Ich habe dann in verschiedensten Unternehmen gearbeitet und bin nie wirklich glücklich geworden. Ich habe mich nirgends angekommen gefühlt. Doch ich wusste jetzt, dass dieses Gefühl des beruflichen Angekommenseins, unverzichtbar für meine eigene Glückseligkeit ist. Erst vor kurzem habe ich meinen Platz gefunden, an dem ich meine Kreativität, meine Leidenschaften und Interessen verwirklichen kann. Für mich war es wichtig eine solche Reise hinter mich zu bringen, um zu merken, was mir nicht gefällt. Das hat mir geholfen mich aktiv mit mir selbst auseinanderzusetzen und herauszufinden, was es ist, was mir gefällt und was ich erreichen möchte – welcher Beruf wirklich zu mir passt.

Ich habe es mir damals leicht gemacht und mich blind von den Tipps meiner Eltern leiten lassen und habe Jahre gebraucht, um zu erkennen, dass es nicht MEIN Weg war. Ich war wirklich gut in der Arbeit mit den Gesetzen und hatte super Noten, obwohl ich nie viel investiert habe, was mich noch mehr daran gehindert hat, diesen Weg abzubrechen. Aber nur weil du etwas gut kannst, weil es bodenständig ist, dir finanzielle und berufliche Sicherheit bietet, heißt das nicht, dass es der einzige Weg ist, den du gehen kannst und es heißt erst recht nicht, dass du dich damit zufrieden geben musst, wenn es dich eigentlich runterzieht.

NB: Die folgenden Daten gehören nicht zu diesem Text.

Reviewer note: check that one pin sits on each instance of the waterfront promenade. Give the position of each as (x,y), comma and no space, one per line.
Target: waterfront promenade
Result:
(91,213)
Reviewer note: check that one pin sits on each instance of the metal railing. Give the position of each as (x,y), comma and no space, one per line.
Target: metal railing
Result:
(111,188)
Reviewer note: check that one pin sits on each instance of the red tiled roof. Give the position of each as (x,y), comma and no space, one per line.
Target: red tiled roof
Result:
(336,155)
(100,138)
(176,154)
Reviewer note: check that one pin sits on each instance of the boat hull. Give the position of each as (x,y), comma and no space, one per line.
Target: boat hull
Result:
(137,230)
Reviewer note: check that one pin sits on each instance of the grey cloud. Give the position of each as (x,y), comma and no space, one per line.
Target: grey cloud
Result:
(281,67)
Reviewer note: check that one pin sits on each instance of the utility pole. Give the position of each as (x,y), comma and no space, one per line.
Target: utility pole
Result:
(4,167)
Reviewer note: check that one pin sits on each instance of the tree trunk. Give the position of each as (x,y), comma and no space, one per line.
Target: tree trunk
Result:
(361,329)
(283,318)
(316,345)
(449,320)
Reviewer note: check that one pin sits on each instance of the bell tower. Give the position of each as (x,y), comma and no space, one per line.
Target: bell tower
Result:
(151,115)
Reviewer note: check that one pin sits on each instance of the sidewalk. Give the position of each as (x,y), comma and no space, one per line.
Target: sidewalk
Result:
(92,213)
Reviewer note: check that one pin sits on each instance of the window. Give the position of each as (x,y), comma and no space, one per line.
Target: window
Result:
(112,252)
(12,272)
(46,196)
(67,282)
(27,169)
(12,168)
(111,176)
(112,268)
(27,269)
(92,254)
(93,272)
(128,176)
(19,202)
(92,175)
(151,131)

Ich möchte dich ermutigen weiter nach dem zu suchen, was dich erfüllt, denn ich bin sicher, dass es das gibt. Und wenn das für dich bedeutet, dass du in der Stadtverwaltung Däumchen drehst, weil das für dich wie „the dream“ klingt einen sicheren Arbeitsplatz zu haben und viel Pause zu machen, dann go for it und probiere es aus. Suche und finde dein Potential, deine Stärken und gehe DEINEN Weg.